Sevettijärvi (Northern Sami: Čeavetjävri and Skolt Sami: Čeˊvetjäuˊrr) is a village in the municipality of Inari, Finland approximately 120 kilometres (75 mi) north of downtown Inari. Näätämö, as it is known on the Finnish side of the Norwegian border, is approximately 35 kilometres (22 mi) away. The village’s green, yet stark terrain opens up as Näätämö approaches.
The village is built on what used to be the sea floor during the Ice Age. The rocky shores of the lakes between Sevettijärvi and Näätämö draw the attention of passers-by. These shores are referred to as the “devil’s fields” by locals.

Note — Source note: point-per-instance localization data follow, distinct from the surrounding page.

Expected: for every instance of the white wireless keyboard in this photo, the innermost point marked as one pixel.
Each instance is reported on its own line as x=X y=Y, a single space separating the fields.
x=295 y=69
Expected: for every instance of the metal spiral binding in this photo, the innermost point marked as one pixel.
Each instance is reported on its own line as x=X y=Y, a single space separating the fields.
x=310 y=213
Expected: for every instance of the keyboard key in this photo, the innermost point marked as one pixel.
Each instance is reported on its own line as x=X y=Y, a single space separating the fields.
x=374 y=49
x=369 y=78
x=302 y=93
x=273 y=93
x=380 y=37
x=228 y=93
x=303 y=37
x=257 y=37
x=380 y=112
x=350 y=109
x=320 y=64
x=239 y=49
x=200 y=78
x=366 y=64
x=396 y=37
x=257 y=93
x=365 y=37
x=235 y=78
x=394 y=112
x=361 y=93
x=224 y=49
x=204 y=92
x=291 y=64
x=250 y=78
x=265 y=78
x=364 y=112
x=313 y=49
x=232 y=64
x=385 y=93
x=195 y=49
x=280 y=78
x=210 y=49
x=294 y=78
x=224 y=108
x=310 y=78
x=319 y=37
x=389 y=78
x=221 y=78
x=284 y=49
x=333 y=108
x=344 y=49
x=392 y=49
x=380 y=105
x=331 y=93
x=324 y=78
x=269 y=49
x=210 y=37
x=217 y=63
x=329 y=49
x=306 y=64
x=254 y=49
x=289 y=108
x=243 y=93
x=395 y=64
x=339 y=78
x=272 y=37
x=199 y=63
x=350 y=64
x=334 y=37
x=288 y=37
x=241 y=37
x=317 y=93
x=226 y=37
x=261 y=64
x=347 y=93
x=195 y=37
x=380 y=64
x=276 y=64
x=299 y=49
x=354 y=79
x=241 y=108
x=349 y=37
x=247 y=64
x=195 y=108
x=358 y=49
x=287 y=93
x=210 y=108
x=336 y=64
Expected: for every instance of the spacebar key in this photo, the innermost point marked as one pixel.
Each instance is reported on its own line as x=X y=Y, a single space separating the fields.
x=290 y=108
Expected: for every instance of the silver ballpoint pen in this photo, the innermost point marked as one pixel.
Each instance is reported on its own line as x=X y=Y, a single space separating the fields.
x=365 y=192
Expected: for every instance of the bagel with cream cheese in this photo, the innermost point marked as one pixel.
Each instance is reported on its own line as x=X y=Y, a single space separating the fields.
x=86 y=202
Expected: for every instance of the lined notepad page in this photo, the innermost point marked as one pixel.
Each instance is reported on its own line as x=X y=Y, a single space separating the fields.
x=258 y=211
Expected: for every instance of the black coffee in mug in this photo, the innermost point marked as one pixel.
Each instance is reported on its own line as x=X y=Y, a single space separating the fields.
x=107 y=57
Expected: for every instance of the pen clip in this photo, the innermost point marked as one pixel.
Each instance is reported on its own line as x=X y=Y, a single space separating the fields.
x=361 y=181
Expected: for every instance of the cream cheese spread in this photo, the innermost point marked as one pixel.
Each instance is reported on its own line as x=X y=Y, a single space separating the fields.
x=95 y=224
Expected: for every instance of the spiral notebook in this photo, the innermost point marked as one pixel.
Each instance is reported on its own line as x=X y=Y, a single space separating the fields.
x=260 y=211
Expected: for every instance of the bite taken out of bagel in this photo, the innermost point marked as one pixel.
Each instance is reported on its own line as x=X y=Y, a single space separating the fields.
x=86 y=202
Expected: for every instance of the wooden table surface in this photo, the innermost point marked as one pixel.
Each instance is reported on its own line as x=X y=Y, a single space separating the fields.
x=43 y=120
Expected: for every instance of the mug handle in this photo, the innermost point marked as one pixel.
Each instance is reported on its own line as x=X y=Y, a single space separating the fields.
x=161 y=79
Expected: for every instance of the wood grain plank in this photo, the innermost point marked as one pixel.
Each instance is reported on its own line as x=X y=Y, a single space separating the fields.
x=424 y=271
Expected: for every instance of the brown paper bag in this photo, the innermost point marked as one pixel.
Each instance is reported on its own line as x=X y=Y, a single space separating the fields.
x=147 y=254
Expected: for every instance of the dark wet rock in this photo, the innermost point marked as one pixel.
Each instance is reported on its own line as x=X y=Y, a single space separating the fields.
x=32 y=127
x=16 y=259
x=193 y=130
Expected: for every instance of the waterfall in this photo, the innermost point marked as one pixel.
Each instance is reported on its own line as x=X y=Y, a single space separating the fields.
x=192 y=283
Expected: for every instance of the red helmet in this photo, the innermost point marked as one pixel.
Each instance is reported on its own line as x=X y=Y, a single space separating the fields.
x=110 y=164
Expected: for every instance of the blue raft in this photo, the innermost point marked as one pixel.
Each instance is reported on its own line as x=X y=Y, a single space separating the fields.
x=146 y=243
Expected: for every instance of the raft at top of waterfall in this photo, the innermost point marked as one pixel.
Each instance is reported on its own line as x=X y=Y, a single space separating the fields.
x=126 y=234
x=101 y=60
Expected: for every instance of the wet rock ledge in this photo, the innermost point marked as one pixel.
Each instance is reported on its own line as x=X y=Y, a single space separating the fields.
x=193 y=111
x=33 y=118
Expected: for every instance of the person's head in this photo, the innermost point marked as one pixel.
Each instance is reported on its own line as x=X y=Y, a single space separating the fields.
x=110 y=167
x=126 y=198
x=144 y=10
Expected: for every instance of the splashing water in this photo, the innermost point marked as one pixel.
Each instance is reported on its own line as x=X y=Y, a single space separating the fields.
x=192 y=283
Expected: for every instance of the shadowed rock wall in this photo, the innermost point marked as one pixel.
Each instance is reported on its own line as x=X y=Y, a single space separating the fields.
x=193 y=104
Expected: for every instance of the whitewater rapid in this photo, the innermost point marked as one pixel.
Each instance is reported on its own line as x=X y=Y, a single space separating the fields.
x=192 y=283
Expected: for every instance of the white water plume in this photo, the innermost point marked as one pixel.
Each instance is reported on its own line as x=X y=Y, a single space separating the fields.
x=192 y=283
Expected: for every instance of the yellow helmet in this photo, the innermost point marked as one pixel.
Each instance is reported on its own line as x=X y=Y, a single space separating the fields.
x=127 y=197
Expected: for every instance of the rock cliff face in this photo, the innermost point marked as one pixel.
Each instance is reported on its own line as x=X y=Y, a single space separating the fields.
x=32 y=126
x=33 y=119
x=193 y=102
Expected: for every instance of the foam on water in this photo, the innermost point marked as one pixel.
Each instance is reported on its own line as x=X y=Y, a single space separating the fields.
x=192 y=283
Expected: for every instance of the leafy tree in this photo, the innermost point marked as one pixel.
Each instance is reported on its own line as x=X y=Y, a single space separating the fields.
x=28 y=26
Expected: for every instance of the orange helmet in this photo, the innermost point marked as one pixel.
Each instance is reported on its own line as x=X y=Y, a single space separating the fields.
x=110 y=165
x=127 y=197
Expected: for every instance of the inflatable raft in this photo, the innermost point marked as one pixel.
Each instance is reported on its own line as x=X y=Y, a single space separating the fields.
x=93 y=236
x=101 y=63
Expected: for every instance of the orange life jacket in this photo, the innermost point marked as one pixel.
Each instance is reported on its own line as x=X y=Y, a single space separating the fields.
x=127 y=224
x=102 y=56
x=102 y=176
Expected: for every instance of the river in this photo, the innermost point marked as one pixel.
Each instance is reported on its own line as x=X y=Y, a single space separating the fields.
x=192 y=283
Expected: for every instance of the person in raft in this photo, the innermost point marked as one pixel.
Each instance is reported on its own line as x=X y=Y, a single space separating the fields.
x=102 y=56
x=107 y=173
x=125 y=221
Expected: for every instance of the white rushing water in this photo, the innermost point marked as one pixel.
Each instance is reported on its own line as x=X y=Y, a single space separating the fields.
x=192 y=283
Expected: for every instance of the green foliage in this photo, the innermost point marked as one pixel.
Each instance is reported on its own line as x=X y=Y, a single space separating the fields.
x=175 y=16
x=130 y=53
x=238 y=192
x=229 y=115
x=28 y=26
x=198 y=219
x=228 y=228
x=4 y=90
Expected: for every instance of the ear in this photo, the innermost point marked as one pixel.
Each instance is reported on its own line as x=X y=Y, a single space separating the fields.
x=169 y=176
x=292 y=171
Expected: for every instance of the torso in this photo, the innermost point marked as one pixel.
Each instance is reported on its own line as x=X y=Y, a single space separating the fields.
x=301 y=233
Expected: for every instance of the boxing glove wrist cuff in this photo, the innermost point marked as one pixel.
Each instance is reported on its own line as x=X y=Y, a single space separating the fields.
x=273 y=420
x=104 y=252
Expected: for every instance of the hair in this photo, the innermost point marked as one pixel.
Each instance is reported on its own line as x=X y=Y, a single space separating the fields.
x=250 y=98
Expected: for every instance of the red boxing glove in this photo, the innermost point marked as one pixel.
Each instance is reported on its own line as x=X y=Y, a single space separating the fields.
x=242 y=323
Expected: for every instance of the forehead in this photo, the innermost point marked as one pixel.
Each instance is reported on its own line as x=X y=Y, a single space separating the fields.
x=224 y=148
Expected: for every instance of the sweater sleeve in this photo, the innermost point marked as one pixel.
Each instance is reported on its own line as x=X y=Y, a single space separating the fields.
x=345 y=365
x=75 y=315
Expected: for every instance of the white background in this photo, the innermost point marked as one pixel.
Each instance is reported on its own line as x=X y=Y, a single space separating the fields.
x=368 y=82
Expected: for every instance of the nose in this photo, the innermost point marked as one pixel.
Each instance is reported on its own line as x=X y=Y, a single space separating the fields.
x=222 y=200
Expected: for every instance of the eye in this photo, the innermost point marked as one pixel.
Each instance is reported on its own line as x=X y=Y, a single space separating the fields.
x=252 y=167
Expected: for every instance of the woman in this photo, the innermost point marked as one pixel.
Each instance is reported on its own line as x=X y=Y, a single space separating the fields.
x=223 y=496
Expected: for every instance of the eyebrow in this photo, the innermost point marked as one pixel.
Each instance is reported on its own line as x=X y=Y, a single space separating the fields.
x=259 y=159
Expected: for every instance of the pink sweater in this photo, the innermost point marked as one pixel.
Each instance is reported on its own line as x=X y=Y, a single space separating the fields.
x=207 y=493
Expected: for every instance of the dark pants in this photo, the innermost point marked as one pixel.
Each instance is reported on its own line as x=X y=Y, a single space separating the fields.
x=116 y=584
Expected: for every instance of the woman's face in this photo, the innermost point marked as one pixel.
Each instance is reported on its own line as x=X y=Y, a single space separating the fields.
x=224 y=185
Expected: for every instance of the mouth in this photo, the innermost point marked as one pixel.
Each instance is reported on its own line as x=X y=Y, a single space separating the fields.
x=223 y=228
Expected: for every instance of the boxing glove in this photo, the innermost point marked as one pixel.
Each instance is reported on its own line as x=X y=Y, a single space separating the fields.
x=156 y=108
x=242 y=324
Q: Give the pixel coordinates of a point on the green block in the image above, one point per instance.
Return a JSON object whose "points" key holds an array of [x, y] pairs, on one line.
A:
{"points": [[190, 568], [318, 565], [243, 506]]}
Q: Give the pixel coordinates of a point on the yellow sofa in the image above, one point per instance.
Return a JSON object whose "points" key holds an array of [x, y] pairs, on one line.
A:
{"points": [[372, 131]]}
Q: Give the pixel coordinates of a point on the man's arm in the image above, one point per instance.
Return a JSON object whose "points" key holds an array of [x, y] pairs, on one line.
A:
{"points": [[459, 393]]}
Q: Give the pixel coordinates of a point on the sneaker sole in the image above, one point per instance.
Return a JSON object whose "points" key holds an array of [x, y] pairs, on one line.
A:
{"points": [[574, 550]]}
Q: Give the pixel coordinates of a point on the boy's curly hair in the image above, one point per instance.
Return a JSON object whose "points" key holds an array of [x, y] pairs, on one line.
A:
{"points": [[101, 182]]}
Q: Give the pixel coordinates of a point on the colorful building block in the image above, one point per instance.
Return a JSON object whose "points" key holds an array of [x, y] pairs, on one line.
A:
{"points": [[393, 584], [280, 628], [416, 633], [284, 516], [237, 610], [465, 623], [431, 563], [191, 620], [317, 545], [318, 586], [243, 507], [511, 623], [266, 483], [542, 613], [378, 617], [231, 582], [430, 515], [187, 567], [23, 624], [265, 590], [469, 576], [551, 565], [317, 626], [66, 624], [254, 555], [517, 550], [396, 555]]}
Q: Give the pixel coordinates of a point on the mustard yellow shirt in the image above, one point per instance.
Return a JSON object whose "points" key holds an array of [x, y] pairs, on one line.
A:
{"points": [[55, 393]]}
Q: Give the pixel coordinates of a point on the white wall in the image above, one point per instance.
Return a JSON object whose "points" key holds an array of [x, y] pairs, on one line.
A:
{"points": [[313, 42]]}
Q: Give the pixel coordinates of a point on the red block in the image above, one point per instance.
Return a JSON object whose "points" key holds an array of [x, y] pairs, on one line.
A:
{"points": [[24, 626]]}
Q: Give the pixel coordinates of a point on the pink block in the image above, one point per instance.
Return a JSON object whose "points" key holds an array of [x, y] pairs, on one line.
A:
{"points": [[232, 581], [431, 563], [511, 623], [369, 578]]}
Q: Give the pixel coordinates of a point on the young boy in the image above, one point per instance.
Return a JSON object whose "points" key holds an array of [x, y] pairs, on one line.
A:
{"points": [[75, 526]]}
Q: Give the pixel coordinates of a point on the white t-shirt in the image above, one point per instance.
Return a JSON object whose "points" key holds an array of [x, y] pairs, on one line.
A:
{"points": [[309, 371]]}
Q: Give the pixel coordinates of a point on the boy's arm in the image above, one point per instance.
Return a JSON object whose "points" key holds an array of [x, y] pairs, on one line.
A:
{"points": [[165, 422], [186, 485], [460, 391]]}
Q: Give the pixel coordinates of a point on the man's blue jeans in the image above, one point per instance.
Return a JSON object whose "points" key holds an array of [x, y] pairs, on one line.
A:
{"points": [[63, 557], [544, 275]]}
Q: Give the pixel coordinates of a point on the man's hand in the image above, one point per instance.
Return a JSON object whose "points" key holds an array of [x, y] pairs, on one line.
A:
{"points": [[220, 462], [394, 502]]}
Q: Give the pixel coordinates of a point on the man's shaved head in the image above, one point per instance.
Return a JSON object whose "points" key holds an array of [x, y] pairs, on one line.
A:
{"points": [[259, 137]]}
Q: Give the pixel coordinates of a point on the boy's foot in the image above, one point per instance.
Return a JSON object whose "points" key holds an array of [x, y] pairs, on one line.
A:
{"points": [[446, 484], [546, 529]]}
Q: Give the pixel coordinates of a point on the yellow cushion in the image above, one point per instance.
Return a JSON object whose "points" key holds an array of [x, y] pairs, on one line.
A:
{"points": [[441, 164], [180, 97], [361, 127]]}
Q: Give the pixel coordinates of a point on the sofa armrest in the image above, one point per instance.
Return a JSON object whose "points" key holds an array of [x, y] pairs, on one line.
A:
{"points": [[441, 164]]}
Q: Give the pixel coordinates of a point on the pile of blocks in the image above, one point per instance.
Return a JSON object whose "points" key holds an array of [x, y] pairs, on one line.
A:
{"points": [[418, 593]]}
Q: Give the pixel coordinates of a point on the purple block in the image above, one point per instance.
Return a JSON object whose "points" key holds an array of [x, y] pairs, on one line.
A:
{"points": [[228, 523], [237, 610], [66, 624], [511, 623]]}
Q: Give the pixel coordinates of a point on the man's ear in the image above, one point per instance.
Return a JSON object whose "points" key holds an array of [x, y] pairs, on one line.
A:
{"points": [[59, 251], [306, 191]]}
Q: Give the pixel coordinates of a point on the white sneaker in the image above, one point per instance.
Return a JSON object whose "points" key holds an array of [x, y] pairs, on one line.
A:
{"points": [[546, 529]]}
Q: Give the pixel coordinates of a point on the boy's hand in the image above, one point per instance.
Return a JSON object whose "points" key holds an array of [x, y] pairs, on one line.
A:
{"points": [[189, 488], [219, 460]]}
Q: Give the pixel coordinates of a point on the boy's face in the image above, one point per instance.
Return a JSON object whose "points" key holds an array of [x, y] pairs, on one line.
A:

Sevettijärvi and its surrounding areas are one of the main areas where the Skolts live. The majority of Sevettijärvi’s 350 residents, approximately 90%, are Skolt, although there are a few Finns who have moved north living in the village. A few Inari Sámi and Mountain Sámi and some foreigners (French, Dutch) also live in the area.
Sevettijärvi was founded when a total of 51 Skolt families were evacuated there from Petsamo after the wars in 1949. Before that, a few Sámi families had been living in the area, e.g., the Aikios, Kittis, Sarris, Holmbergs, Högmans and Kaarrettis.
At the same time, a school, a health centre and a chapel were built. A merchant from Inari built a shop in the center of the village.
The first road passable by car to Sevettijärvi was built at the end of the 1960s. Prior to that, people used Bombardier snowmobiles, reindeer and skis to get around in winter and walked, biked or went by boat in the summertime.
The village has an old Skolt cottage, which was moved to Sevettijärvi from Kirakkajärvi and currently serves as a museum dedicated to the traditions of the Skolts. In addition, it has an Orthodox church that previously served as the parish's chapel.
The fjeld Jänispää rises out of the ground approximately 10 kilometres (6 mi) north of Sevettijärvi. A suspension bridge hangs over the Näätämö River at Lake Opukas, an approximately 15 kilometres (9 mi) hike from Sevettijärvi.